Sejm trzymał kciuki za Małysza
W czasie piątkowego posiedzenia Sejmu prowadzący obrady wicemarszałek Janusz Wojciechowski poinformował posłów o zdobyciu przez Adama Małysza drugiego złotego medalu narciarskich mistrzostw świata w skokach.
Marszałek Sejmu Marek Borowski, który konkurs w Val di Fiemme oglądał w telewizji w swoim gabinecie, zaraz po zwycięstwie Adama Małysza, przesłał do niego list następującej treści:
"Przyznam, że kłopot mam nie lada, jakich to słów użyć gratulując Panu zdobycia dwóch tytułów mistrza świata w Val di Fiemme.

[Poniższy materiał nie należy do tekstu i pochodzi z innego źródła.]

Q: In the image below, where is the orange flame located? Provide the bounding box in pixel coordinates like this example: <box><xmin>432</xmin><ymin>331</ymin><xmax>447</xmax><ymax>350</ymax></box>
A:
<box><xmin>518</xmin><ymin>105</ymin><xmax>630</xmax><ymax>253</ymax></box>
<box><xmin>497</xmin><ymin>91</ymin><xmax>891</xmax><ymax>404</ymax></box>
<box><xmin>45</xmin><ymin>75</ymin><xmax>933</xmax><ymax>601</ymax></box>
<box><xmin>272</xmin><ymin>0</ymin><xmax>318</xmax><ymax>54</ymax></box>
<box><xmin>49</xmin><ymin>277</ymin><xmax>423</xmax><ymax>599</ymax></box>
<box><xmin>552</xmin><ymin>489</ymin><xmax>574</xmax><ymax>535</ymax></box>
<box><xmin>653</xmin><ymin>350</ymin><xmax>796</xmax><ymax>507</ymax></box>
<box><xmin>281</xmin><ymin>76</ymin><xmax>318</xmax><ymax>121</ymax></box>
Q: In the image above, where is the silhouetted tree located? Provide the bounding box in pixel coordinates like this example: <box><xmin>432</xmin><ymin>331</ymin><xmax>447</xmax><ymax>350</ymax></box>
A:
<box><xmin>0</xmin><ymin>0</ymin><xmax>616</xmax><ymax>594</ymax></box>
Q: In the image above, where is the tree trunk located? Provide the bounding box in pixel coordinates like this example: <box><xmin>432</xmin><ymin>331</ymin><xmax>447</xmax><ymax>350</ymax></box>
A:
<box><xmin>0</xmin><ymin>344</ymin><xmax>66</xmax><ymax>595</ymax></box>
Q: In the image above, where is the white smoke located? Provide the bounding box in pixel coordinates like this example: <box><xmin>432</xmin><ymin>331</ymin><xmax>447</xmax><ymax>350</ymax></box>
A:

A ponieważ zewsząd płyną pod Pana adresem wyrazy zachwytu, to trudno mi będzie ustrzec się powtórzeń. Najkrócej więc skwituję - niebotyczny wynik, niebotyczne osłupienie rywali, no i wreszcie, bo nie mogło być inaczej, niebotyczna euforia i duma nas wszystkich. Czegóż zatem można życzyć Mistrzowi po osiągnięciu takich sukcesów - chyba jedynie tego, o czym sam Pan marzył, bo nasze marzenia już Pan spełnił. Chociaż? Rywalizacja o Kryształową Kulę nie jest jeszcze zakończona" - napisał marszałek Sejmu. (mag)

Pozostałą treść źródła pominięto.